Polyunsaturated facts

Warning: this post may contain traces of disturbing words and sentences that are unsuitable for those who are allergic to change in education.

During the week I came across this blog post on Info-snacks, which made an interesting analogy between the intake of information and food. Essentially the author suggests that the increasing online availability of small chunks of easily digestible facts and figures is potentially at the expense of a series of ‘proper meals’ that form part of a ‘sensible diet’. Now I’m the first to admit that being able to rapidly search for and discover some fascinating fact can be surprisingly satisfying, possibly even more so than eating a Cadbury’s Chocolate Egg, and for substantially much less effort than having to sit down for months on end consuming a course in some rich, over-egged esoteric academic banquet and facing the prospect of an examination at the end in order to gain a certificate that will probably mark me as ‘over-weight’ to most prospective employers.

With the rapidly increasing range of easily available motivational Scoobie Snacks such as blogs, posts and a variety of Pick’n’Mix tweets it seems almost inevitable that the young will start to opt for info-bites rather than a desire to acquire an in-depth knowledge and understanding.

At the same time, in a related post, comes the suggestion of something called ‘Just In Time’ learning. In industry Just In Time (or JIT) is a management tool for cutting costs through setting up efficient work-flow processes, so that components for the assembly line through to deliveries to the consumer arrive exactly when needed. In a similar way, JIT learning would presumably deliver exactly the right information to you on your hand-held device at the right place at the right time. Knowledge becomes something that is provided on a strictly need-to-know basis.

What the anticipated growth in Info-snacks and JIT learning have in common is that they both question the established approach that knowledge and understanding of the world is something to be bulk force-fed and absorbed in one’s school and college days. Unless we change our approach to formal academic education courses, learners will increasingly turn to rejecting traditional forms of learning in favour of readily available, easily digestible, instantly forgettable fast-facts. And, as with the need for more healthy eating, it’s not a simple matter of ‘banning’ crisps and fizzy drinks, it’s about educating people how to develop good learning habits and to only consume high-fact information snacks in moderation. Remember everyone: ‘Information snacks between meals can spoil your appetite for real learning?’ There are times when a quick snack is appropriate to keep you going, and times when you need to sit down to a proper meal.

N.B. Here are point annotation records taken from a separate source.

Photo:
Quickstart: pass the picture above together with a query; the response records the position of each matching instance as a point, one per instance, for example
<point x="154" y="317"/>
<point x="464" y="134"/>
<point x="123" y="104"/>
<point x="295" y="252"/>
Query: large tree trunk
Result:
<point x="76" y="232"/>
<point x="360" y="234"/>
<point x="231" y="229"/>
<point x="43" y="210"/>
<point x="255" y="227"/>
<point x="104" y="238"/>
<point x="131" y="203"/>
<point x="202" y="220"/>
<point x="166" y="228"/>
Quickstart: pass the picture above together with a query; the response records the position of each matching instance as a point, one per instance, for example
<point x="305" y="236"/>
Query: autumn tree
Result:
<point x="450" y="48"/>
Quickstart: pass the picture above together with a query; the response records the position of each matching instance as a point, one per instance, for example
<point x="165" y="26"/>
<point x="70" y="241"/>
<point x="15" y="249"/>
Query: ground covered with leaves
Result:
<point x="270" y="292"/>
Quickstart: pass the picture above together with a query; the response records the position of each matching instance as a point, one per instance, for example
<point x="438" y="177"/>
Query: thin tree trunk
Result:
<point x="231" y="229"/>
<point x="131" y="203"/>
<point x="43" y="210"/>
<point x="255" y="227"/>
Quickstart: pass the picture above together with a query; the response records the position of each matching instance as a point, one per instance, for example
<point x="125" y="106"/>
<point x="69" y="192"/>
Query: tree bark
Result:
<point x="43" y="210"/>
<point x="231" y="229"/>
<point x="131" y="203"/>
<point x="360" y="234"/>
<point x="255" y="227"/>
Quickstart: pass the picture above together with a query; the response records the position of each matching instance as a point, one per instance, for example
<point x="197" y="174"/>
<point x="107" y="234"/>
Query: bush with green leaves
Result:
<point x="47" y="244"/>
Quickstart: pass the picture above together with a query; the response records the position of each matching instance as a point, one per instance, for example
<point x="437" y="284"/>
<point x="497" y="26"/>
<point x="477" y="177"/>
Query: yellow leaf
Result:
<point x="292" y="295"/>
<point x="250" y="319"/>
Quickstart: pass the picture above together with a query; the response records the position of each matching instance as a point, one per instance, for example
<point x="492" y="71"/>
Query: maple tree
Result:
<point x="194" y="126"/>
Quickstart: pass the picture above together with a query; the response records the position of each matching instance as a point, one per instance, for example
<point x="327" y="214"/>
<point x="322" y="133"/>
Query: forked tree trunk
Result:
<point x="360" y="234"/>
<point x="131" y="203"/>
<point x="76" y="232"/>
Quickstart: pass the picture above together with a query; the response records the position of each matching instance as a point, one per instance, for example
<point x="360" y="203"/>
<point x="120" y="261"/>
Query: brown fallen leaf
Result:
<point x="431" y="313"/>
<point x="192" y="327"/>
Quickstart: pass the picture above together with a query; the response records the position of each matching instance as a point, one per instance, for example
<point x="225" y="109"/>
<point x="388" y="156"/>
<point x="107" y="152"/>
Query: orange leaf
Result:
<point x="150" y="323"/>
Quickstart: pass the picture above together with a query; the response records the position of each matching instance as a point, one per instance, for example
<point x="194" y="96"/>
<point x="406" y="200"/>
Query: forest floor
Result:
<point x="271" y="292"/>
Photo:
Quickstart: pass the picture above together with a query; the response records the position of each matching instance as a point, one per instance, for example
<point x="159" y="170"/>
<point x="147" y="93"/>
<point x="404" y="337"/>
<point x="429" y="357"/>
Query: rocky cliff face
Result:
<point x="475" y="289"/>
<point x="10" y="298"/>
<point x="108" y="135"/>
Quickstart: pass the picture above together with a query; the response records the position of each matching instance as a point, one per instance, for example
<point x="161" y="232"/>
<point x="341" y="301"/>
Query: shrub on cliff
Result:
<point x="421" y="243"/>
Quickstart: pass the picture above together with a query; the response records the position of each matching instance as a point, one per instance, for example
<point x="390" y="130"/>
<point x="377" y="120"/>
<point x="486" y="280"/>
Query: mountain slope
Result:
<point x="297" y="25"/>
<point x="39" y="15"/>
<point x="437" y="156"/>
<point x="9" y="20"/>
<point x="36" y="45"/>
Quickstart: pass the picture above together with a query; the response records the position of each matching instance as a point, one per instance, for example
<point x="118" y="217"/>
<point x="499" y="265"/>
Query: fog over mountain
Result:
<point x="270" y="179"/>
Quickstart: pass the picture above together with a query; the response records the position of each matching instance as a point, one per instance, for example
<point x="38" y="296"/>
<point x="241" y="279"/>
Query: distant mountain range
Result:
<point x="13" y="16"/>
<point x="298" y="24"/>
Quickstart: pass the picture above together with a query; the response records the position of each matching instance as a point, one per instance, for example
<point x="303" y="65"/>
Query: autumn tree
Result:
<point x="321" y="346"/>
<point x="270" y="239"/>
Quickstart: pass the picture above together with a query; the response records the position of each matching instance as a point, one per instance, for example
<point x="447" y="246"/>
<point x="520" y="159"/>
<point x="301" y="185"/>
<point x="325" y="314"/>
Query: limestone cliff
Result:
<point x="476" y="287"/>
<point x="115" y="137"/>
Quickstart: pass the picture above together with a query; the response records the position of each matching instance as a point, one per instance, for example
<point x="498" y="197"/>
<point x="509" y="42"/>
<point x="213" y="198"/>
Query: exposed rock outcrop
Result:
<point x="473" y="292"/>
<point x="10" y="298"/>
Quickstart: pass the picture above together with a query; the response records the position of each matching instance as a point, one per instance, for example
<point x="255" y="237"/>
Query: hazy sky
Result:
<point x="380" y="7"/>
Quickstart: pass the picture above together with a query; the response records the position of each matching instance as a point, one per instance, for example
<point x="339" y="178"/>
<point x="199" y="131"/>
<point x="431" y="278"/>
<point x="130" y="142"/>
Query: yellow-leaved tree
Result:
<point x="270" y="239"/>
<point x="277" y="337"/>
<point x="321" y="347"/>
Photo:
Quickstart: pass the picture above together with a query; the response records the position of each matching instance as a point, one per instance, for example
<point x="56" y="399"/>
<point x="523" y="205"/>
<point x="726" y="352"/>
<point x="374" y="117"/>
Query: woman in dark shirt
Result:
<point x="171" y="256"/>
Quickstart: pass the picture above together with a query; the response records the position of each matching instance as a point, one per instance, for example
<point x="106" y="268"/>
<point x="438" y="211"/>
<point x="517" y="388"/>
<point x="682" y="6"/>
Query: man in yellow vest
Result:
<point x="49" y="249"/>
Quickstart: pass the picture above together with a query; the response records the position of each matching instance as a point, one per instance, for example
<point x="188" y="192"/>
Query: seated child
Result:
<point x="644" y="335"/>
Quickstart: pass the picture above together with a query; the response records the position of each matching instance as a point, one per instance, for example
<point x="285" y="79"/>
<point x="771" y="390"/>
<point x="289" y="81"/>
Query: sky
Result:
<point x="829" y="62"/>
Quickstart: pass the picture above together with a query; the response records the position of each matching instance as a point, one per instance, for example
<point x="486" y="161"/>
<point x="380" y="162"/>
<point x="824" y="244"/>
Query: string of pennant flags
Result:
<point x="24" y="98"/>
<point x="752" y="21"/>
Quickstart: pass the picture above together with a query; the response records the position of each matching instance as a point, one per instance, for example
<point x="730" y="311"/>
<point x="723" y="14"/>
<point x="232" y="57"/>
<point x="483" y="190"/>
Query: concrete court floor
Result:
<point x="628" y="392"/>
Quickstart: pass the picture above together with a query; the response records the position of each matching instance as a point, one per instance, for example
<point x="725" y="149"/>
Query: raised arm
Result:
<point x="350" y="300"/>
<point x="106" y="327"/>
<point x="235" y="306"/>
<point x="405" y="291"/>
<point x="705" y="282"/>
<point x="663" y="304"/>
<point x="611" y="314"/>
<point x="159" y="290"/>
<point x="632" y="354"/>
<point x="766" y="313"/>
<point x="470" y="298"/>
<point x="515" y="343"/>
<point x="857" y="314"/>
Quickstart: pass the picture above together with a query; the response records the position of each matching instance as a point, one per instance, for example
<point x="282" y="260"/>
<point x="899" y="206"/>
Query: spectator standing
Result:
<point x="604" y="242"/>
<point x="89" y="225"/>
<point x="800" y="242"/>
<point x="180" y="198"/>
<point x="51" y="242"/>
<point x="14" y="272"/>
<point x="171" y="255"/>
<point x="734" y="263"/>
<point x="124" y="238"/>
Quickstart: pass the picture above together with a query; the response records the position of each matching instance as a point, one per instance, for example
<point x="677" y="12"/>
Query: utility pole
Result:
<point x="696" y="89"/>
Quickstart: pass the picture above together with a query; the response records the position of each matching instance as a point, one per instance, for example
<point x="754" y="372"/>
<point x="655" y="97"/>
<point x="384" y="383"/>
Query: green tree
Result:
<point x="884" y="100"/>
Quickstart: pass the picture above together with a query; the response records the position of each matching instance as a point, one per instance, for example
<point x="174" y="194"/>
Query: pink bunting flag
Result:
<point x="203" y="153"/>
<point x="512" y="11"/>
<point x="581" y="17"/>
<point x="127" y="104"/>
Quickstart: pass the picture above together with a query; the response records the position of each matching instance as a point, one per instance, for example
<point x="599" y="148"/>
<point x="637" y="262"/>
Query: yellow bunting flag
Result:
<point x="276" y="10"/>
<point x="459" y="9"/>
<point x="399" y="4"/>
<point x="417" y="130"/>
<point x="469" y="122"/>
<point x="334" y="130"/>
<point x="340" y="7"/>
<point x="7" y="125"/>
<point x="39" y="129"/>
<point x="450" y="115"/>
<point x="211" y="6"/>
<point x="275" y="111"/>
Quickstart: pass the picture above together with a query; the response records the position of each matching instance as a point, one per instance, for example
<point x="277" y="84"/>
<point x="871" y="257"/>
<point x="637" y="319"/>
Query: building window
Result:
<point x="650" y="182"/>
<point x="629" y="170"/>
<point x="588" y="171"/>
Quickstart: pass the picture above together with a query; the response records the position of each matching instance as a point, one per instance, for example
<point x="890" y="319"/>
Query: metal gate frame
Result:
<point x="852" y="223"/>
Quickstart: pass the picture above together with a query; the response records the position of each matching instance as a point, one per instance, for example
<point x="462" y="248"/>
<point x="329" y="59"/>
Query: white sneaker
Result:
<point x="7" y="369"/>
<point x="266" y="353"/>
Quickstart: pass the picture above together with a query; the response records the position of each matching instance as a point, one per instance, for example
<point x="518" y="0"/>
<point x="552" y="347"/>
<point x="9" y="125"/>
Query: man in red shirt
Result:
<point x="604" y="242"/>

However, there’s one aspect of information snacking that has not so far been mentioned. Just as eating is essentially a social as well as nutritional occasion, so is learning. And it may just be that if these frequent information snacks are shared in some way across social networks that the collective and collaborative experience of the participants will ultimately provide a depth and breadth of learning that begins to transcend traditional methods of teaching and learning and produces a completely new approach to the whole process of education that is actually appropriate to the 21st Century.

Maybe then we’ll even start to read reports in the e-newspapers raising concerns about binge education?